Baker gestured with his throbbing hand. ”I think I hit him once. After that I hit his helmet.” He stared into space as if trying to remember. There was someone else there. Someone was fighting while he was looking at Sarah. And he remembered the one in the helmet lying in the street holding his face and trying to get up. And he did get up. He kept falling down, but he did reach his motorcycle and then he was pushing it down the street. Who else hit him? Sam, maybe.
“But Mr. Willis says you .. ” Detective Kinney stopped himself when a doctor, an older man named Bruggerman, entered the waiting room. He nodded to the detectives and extended a hand toward Jared Baker's shoulder. He seemed annoyed that Baker was being questioned.
“Tina's out of surgery, Jared,” he said. “You'll be able to look in on her in about ten minutes.”
“How is she?” Baker had trouble focusing. He was almost dozing from the effects of a Demerol injection.
“She came through fairly well. We'll have to do some touching up later but, with any kind of luck, she ought to have full use of her leg.” Tom Bruggerman turned to the detectives. “Mr. Baker is heavily sedated, as you can see. You really ought to hold off any questions.”
Detective Kinney shrugged and snapped his notebook shut. ”I guess we can make sense out of it later. We'll give him a ride home after he sees his daughter.”
“No.” Baker waved his arm drunkenly. “I'm staying here.”
“Go home, Jared,” Bruggerman said firmly. “Tina won't even know you for at least twelve hours. When she does, you're going to want to be fresh. She'll need you very much, Jared, but not the way you are now.”
He could not bring himself to enter the bedroom he and Sarah had shared. He was not even sure he could climb the stairs. Someone knew that. Peggy Willis, maybe. Peggy steered him to the couch in the living room and put a blanket over him. It didn't seem as though he slept, but the dreams started coming. Except they couldn't have been dreams. He'd be having them, but he could still open his eyes and see his fireplace and the brown leather chair beside it. He could count the seagulls in the watercolor above the mantel and he could hear Sam Willis's voice in the kitchen. Who else was out there? Oh, yeah. Jane Carey from next door. Sarah's friend. Trying not to cry. But Baker
started to cry and then suddenly he stopped. He was dreaming again about the one on the motorcycle and that one was talking about him. Baker knew that. The one on the motorcycle was going to get Baker for what Baker did no matter what else happened. What Baker did?

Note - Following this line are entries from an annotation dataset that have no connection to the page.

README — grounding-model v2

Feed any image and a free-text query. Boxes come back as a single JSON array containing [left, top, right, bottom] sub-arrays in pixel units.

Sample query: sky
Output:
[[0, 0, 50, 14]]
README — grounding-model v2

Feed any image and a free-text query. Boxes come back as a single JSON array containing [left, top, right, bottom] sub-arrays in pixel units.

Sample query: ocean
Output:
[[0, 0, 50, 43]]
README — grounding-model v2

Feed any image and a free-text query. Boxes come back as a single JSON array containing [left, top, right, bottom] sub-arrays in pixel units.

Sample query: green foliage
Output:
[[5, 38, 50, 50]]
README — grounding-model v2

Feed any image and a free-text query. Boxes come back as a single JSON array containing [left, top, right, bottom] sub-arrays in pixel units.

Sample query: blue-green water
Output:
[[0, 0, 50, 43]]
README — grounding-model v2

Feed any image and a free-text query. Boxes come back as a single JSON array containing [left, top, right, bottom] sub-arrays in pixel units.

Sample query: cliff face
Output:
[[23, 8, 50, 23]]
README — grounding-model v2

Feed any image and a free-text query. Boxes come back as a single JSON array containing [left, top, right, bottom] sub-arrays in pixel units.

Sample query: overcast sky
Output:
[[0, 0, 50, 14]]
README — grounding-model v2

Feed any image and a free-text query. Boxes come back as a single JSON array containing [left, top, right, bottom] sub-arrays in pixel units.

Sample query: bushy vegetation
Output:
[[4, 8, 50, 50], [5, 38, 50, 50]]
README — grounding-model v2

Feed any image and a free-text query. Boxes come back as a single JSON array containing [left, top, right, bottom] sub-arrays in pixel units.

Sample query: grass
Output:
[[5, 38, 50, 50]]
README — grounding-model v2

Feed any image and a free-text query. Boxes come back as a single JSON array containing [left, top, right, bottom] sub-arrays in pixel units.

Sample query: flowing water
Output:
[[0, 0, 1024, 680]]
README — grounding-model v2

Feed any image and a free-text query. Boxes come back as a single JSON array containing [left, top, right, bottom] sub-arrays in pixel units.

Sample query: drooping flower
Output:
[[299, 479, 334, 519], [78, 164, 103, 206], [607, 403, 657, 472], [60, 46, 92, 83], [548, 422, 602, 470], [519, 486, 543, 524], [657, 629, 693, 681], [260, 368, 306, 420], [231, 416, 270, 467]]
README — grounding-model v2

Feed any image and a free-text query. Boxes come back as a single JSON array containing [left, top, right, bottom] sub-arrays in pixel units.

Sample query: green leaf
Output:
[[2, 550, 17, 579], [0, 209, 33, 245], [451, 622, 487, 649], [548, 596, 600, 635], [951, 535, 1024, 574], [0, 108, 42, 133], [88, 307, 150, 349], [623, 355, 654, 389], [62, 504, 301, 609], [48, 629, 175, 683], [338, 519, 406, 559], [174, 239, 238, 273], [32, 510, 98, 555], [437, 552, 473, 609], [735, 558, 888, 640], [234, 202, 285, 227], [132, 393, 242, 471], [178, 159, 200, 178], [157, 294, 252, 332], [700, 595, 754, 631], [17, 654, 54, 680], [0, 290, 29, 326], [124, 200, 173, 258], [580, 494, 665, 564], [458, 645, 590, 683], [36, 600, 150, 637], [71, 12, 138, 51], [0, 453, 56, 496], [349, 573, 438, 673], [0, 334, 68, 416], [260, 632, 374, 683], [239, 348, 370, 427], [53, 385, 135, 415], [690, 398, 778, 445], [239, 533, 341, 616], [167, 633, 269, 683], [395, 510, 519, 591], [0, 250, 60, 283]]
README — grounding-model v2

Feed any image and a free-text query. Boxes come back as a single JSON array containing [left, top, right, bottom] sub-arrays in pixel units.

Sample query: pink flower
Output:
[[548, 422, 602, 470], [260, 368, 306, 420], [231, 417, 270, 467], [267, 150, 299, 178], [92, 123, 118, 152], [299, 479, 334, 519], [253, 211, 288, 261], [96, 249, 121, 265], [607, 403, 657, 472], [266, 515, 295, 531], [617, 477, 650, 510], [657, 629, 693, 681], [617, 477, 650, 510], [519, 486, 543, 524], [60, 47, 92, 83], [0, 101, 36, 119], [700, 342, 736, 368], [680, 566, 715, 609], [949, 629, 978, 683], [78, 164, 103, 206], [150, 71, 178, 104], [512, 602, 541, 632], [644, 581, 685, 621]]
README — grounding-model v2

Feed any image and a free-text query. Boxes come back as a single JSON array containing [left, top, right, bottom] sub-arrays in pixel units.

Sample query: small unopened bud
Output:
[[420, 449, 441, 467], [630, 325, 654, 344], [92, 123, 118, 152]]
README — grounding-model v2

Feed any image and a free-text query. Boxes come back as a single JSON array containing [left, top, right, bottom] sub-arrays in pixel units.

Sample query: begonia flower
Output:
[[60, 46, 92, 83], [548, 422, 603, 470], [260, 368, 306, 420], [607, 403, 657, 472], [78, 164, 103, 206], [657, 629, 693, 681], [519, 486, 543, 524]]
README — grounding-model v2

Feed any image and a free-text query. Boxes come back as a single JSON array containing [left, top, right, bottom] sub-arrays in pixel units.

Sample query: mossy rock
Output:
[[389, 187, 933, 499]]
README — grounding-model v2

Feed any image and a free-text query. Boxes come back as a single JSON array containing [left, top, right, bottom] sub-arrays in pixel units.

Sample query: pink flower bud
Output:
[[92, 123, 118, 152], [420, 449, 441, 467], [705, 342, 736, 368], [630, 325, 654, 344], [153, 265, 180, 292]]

What I did, you miserable bastard?
Macduff barked outside.
Baker heard the man's voice louder now. He was talking about fire. Burning. He was talking about burning Baker's house.
Macduff was snarling now.
Sam Willis was saying something. Yelling something. Baker could hardly hear. Then how come he could hear Willis whispering just before if now he could hardly hear him yelling out loud. Yelling about what? Stop, Macduff.
Macduff screamed.
But that wasn't anger. That was pain. And now there was an orange light that danced across his living room wall. For a moment, the sky behind the seagulls turned red. A bolt of pain seared the back of Baker's eye, shocking him to his feet. Another orange ball roared across his bay window and blackened it before dissolving into tongues of flame. Off balance, Baker fell backward across a coffee table and his body crashed heavily to the floor on top of his bandaged hand. Half-blinded by tears and pain and clutching his screaming hand, he clamped his eyes shut and rolled to a sitting position. He wanted to leap up but could not. Yet he was up. When his eyes opened again, he saw that his body was moving toward the door. He was with it, but he was not of it. He followed it, like a passenger, through the door that he couldn't remember opening and onto the lawn and toward the man there whose face was scarred and torn and who held a baseball bat in his hands. And there was fire. And crying out. Willis and his wife were shouting. And Jane. And the one with the bat was screaming except that half the bat was split away and the bottom half looked like a dagger. The dagger floated in front of him and his bandaged hand was holding it. Then the dagger was gone and the man who killed Sarah was leaping and shrieking and flapping like a scarecrow on the end of someone's arm. The hand on the arm was bandaged.